Background: The application of Artificial Intelligence (AI) has experienced an upsurge in almost all scientific disciplines. From physics and medicine to social sciences and biology, scientists have been increasingly applying advanced machine learning and deep learning techniques to solve problems that seemed unsolvable for a long time. As an example, a more than fifty-year-old scientific challenge of predicting the 3-dimensional protein conformation from its primary amino acid sequence was recently strongly advanced applying deep learning. The AlphaFold 2 team, responsible for solving this challenge, had already worked on this problem before and now managed to greatly improve the performance of their predictive model by applying innovative AI techniques (Tunyasuvunakool et al., 2021) and shared their work openly. This example shows how AI is revolutionizing not only the way we solve scientific problems, but also the way we collaborate. More researchers than ever are using open-source software for computations and to write algorithms. Increasingly, this work is shared via publicly available repositories.
In this research topic we address the way forward to better predict toxicity of compounds in the human risk context. The aim of the topic is to collect practical examples of AI applications to solve complex toxicological problems. Especially, predicting risk related to compound exposure, has been a field where classically scientists and regulators have been relying heavily on animal experiments. Although progress has been made to replace some of the mandatory animal tests by in-vitro test batteries, currently no AI-driven approach has been accepted as a valid risk assessment approach in Europe or the US.
Goal: Although computational toxicology has been around for quite some time, efforts have been focused on employing more classical prediction methods such as physiology-based pharmacokinetics (PBPK), quantitative structure-activity relationship (QSAR), and differential equation modeling. Only recently, machine learning and deep learning techniques have found their way into predicting the hazard of chemicals for humans. Obviously, there are many examples where techniques such as PBPK and QSAR can be enriched by using machine learning, leading to better predictions and the possibility to integrate data sources or just use more data. In terms of establishing an AI that can confidently predict hazard AND toxicological risk for humans, we are not there yet. Considering the massive amount of progress in the field of AI over the past five years alone, we think that now the time is ripe for establishing a true probabilistic risk assessment framework, incorporating everything that AI has to offer. This will lead not only to a reduction of the animals used for risk assessment, but it will also lead to a better understanding of how compounds cause effects and to better predictions for human health in general.

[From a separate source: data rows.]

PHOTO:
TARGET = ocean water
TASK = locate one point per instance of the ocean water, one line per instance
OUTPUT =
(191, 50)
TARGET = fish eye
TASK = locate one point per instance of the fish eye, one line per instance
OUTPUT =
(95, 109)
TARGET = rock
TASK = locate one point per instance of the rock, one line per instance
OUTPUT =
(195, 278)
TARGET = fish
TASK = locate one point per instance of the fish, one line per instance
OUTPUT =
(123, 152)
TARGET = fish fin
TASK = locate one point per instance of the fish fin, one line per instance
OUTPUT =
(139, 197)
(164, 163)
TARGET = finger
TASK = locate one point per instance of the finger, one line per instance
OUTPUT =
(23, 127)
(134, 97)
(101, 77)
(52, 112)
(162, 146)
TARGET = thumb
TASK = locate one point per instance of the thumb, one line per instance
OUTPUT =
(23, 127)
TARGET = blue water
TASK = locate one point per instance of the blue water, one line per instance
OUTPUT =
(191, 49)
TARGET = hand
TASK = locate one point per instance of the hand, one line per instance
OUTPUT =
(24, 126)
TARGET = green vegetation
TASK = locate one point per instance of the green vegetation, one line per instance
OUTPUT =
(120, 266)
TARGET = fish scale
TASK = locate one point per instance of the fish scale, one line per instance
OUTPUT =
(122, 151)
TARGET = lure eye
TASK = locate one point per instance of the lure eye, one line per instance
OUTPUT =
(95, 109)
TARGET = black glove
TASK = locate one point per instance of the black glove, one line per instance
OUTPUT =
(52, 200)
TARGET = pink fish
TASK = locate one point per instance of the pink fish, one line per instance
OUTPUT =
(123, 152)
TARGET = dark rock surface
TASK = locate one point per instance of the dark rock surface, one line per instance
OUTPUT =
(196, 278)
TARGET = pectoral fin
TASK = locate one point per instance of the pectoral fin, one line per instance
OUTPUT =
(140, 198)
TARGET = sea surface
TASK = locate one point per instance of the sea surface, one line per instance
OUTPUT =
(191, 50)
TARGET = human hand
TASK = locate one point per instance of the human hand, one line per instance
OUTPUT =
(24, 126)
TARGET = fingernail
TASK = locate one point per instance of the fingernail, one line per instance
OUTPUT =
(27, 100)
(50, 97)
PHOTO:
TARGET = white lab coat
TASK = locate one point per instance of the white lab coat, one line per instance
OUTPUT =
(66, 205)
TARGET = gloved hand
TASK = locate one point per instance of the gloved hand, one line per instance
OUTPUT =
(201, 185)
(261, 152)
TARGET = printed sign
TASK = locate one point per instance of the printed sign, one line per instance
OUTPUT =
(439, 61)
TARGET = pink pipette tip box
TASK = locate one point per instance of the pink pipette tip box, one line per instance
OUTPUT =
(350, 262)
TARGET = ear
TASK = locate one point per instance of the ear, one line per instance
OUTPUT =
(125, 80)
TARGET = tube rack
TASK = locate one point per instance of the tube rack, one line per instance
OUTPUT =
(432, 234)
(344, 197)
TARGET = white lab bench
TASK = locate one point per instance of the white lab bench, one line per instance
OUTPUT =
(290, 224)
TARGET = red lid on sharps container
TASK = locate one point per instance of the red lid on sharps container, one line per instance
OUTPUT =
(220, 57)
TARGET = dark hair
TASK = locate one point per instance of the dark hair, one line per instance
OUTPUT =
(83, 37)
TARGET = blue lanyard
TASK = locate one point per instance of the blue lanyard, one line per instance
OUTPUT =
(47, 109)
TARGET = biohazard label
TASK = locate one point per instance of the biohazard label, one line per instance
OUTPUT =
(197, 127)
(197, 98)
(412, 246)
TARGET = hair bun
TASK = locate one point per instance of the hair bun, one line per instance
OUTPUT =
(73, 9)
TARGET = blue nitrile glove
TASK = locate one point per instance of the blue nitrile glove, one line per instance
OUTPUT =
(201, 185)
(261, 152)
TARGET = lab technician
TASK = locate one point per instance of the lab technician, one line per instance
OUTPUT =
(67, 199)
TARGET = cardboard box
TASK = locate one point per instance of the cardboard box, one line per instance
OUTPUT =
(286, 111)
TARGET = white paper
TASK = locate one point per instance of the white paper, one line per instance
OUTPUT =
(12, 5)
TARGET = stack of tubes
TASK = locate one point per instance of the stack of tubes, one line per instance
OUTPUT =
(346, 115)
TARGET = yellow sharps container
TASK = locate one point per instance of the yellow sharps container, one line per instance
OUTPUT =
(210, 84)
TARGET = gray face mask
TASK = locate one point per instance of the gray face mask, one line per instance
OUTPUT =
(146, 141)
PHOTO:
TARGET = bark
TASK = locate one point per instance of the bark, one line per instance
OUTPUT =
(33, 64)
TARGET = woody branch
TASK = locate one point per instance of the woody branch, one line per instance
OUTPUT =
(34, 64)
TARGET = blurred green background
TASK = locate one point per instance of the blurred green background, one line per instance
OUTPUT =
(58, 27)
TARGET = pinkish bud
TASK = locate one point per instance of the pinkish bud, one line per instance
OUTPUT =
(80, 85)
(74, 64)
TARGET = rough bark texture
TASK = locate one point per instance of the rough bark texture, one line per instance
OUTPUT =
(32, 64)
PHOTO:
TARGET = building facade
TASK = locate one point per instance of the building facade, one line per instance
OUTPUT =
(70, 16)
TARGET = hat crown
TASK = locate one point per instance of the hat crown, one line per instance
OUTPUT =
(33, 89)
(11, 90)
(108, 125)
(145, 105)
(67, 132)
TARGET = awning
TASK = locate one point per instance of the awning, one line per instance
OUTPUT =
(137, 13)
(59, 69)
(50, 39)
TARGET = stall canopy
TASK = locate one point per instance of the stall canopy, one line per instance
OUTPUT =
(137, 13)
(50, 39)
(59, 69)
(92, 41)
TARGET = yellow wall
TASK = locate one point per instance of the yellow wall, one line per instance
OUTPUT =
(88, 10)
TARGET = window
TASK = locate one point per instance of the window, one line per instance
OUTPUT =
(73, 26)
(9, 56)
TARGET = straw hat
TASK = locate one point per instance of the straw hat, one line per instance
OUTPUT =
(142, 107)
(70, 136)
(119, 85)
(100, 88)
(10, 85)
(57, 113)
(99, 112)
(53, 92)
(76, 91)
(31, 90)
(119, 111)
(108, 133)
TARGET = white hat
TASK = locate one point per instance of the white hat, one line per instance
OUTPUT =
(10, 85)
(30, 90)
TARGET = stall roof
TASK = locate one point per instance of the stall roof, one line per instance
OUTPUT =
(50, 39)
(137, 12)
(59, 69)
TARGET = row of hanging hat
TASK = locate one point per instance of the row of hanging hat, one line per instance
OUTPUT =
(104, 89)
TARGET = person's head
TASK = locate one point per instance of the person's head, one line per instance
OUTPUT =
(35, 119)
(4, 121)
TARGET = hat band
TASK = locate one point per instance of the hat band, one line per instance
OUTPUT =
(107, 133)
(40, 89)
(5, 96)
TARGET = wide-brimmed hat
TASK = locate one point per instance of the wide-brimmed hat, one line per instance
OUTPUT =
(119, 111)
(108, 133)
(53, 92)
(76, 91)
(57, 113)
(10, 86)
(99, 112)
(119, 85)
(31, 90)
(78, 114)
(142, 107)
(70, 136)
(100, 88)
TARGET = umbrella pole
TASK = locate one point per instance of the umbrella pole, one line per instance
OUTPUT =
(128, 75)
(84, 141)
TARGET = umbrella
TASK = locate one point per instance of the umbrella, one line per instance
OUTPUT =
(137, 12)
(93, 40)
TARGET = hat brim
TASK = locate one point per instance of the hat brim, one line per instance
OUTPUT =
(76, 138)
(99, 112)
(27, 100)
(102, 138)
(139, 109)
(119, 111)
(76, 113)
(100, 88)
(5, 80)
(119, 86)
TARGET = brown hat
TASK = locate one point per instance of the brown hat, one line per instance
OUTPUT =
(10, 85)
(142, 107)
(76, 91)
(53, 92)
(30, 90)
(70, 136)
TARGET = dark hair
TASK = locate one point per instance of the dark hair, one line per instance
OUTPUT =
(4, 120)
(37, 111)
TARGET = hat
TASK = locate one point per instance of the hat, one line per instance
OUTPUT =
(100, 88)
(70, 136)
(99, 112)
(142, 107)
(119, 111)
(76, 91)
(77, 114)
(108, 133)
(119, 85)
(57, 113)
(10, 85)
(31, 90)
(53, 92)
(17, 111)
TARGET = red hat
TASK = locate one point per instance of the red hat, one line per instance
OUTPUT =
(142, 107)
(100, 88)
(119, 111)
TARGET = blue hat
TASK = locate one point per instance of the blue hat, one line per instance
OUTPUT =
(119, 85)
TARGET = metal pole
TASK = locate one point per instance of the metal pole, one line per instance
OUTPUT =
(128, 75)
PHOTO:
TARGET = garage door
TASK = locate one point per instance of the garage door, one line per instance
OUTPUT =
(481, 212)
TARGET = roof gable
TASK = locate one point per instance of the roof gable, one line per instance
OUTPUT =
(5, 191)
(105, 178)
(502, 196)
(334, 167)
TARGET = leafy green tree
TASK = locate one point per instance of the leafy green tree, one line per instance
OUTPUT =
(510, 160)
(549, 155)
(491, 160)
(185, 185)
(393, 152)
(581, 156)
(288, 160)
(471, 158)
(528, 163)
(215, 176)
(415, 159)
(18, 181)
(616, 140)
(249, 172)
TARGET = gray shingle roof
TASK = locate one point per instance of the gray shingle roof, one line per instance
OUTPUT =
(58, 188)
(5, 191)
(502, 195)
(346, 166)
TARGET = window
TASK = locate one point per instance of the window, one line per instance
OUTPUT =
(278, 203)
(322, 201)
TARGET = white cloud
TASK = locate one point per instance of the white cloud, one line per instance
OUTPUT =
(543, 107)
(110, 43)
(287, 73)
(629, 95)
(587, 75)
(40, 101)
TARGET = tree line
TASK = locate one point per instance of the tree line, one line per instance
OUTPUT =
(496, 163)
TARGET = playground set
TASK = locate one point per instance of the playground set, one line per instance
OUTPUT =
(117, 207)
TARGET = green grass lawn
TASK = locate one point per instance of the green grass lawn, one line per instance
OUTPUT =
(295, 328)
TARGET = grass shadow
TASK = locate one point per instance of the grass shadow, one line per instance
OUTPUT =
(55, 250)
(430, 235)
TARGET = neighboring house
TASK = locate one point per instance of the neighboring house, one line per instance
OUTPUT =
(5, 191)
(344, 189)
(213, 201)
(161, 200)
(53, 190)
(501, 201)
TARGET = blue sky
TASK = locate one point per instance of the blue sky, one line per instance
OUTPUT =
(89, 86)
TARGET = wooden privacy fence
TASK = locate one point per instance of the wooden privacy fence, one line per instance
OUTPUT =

Scope and Details for Authors: The traditional approaches such as animal tests and in vitro test batteries follow a fundamentally different way of evaluating risk, than AI methods would. Emerging techniques in natural language processing, semantic interoperability, machine learning and deep learning also offer a way to connect these approaches. The goal of this Research Topic is to showcase novel AI-driven methods and tools for integrating in vivo and in vitro methods with machine learning, or AI-only approaches, that can lead to the establishment of a probabilistic risk assessment framework.
Papers submitted to this Research Topic should demonstrate and/or highlight the potential of the approach to be adapted or integrated into risk assessment for compound safety in humans. We especially invite contributions that address integrative approaches addressing multiple aspects of risk assessment simultaneously. Research contributions showcasing AI approaches where e.g. chemical information is integrated with historical animal data, in vitro and omics data in a read across approach are highly valued.
This Research Topic will include both review papers and original research papers. Review papers should summarize the relevant existing literature and highlight overarching trends to date, as well as future directions. Original research papers should utilize and/or integrate in vivo, in vitro and machine learning approaches. Original papers that ONLY use either in vitro/in vivo data or machine learning approaches will not be considered.
We encourage original papers that present novel methods or computational tools, combine existing (i.e., published) models and/or approaches, or deploy existing models and/or approaches. The authors should address how data was collected and how models could be used in probabilistic risk assessment context. We also would like to invite more technical contributions that aim to educate the audience on performing machine learning tasks. Contributions, with an educational scope should demonstrate a case example, using programming code and should be written in tutorial style. Materials in relation to those tutorial-type papers should be freely available and reusable under a permissive license. An educational contribution does not necessarily need to be a code demo. It can also be a showcase for a good-practice, a workflow or process tool that the authors created, or a description of valuable data, collected, described and shared by the authors.
Authors should also describe their work preferably in adherence to Open Science principles. Code used to establish machine learning models should preferentially be shared openly in a git repository and should be clearly documented.
Tunyasuvunakool, K., Adler, J., Wu, Z., et al. 2021.
Highly accurate protein structure prediction for the human proteome. Nature, 596(7873), 590–596.